Mary Lattimore’s evocative soundscapes are too often framed by the absence of other contemporary harpists. Her previous work has been compared to both the prog folk odysseys of Joanna Newsom and neo-renaissance fanfare, two milquetoast associations that only highlight the true singularity to her expansive, nebulous musings. Her latest record, Silver Ladders, recorded with Slowdive’s Neil Halstead over nine days along the English Coast, widens that musical gap with her most implacable work yet. Over seven tracks, Lattimore and Halstead create darkly ethereal moods that could only emanate from forty-plus strings in constant motion.
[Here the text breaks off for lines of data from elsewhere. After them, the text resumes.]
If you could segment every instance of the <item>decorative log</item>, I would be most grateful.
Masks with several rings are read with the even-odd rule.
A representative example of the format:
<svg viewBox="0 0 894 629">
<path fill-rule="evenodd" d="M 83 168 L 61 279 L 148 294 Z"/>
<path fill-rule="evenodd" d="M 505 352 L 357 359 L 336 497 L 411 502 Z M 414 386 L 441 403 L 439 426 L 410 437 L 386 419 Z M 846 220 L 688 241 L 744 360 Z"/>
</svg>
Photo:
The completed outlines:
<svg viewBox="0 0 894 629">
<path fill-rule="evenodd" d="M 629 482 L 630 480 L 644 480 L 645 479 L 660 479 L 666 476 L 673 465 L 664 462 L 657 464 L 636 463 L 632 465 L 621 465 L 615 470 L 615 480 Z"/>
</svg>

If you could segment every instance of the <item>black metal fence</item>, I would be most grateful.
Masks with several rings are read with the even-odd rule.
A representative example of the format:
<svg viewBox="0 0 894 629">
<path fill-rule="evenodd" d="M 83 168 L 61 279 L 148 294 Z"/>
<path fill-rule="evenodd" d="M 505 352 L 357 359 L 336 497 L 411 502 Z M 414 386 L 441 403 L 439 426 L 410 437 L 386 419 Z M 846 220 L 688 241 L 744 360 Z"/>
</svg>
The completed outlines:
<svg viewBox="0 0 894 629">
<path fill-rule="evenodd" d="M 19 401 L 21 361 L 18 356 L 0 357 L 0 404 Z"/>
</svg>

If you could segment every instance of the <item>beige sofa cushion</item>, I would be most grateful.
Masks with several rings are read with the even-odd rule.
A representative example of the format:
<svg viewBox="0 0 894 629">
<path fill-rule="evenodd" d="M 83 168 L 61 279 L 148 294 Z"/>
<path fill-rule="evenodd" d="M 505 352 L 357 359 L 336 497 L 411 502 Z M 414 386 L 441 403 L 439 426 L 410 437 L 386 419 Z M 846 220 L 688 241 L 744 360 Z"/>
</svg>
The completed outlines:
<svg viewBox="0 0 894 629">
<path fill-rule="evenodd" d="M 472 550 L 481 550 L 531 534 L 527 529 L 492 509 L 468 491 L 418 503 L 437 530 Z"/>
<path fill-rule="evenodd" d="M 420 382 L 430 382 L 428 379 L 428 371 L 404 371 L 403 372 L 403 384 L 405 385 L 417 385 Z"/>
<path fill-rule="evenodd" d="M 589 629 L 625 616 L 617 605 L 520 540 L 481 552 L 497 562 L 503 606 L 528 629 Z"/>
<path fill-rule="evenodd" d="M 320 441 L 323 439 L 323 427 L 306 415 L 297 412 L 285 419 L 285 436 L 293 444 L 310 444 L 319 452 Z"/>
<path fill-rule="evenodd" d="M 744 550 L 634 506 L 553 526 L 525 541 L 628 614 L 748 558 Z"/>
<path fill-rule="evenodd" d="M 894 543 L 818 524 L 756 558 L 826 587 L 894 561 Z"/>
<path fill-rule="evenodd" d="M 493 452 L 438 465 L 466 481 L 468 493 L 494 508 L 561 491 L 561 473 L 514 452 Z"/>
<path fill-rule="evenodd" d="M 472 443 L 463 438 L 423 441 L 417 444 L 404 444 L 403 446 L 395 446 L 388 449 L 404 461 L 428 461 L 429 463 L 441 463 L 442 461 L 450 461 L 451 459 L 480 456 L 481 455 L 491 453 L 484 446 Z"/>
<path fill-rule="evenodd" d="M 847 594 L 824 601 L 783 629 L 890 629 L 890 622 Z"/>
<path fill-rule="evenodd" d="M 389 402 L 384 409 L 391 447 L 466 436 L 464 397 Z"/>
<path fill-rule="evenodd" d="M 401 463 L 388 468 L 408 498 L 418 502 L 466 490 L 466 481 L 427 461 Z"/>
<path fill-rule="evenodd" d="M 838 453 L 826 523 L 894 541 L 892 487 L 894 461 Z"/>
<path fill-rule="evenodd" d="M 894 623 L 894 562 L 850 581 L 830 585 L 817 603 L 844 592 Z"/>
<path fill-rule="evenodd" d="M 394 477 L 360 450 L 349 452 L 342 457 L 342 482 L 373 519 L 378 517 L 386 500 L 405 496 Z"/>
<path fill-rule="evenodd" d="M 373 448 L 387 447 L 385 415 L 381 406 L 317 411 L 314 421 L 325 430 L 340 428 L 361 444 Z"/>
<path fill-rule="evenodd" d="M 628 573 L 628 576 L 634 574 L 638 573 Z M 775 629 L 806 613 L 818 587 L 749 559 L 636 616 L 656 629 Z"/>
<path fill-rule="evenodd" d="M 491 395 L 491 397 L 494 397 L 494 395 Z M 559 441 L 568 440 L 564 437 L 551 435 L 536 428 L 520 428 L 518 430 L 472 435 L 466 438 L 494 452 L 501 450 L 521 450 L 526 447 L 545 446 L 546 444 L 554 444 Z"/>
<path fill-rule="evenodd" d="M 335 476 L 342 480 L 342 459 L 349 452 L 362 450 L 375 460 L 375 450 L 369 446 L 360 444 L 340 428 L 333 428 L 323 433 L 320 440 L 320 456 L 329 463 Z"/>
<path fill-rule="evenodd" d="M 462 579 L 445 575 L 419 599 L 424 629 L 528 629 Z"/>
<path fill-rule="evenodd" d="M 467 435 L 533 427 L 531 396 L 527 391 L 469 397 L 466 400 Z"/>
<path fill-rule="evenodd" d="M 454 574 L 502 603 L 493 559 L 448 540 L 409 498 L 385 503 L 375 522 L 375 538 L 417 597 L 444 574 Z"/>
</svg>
Silver Ladders squarely begins in the forest, with the windswept waltz of “Pine Trees”. Unlike Hundreds of Days, Lattimore’s first big leap into the instrumental canon, there is immediately a newfound richness and depth to every single pluck. Although Halstead had never previously recorded a harp, he fits right at home with the robust tonalities of such a delicate instrument. The relative quick cutoff of the harp creates an entirely new ambient palette to draw from, leagues away from the resonant overtones of any type of keyboard. Using loop pedals and hushed bass notes, the opening track eventually swells into a profound mantra full of both empty space and lulling immersion. From here on out, Lattimore thrives in this liminal space between texture and stark melody.
The title track functions similarly, focusing on the harp’s movements and oscillations. The name comes from a trip Lattimore took to Croatia, where she found herself climbing down “silver ladders right into the sea”. Thematically and literally, it begins to destabilize the grounded clarity of the harp, further drifting into murky, ominous territory.
The following track, “Til A Mermaid Drags You Under,” is an early apotheosis, a ten-minute descent into more unexplored timbres. The pulse of Halstead’s guitar creates even more space for the flurry of Lattimore’s arpeggios. It’s one of the few moments where the influence Slowdive’s stark shoegaze becomes apparent, calling back to the hushed ruminations of Pygmalion. While Lattimore operates well in smaller moments, the lengthy runtime is necessary to hammer in the tactile, opaque beauty of quick plucking. It appropriately sounds like the overwhelming fury of the ocean in riptide, sucking the listener deeper into some grotesque transcendence.
In turn, the rest of the album continues sinking into abstraction, adding the occasional synthesizer or bass to heighten tension. Lattimore’s specialization begins to encroach into the realm of storytelling, with fluctuating notes and chords exploring the more nuanced shades of feeling. “Chop On The Climbout” paints a vignette of a turbulent plane ride, ending with a wall of sound once melodic notes can no longer functionally depict a mood. Album highlight “Don’t Look” almost breaches the hypnosis with a more classically indebted melody before the harp spirals out of control like a creaky ceiling fan. “Thirty Tulips” closes the record with a sampler of what’s come before, drifting through every octave and— as a culminating thesis of Lattimore’s work— reaching brief moments of clarity among the waves. (Josh Hughes)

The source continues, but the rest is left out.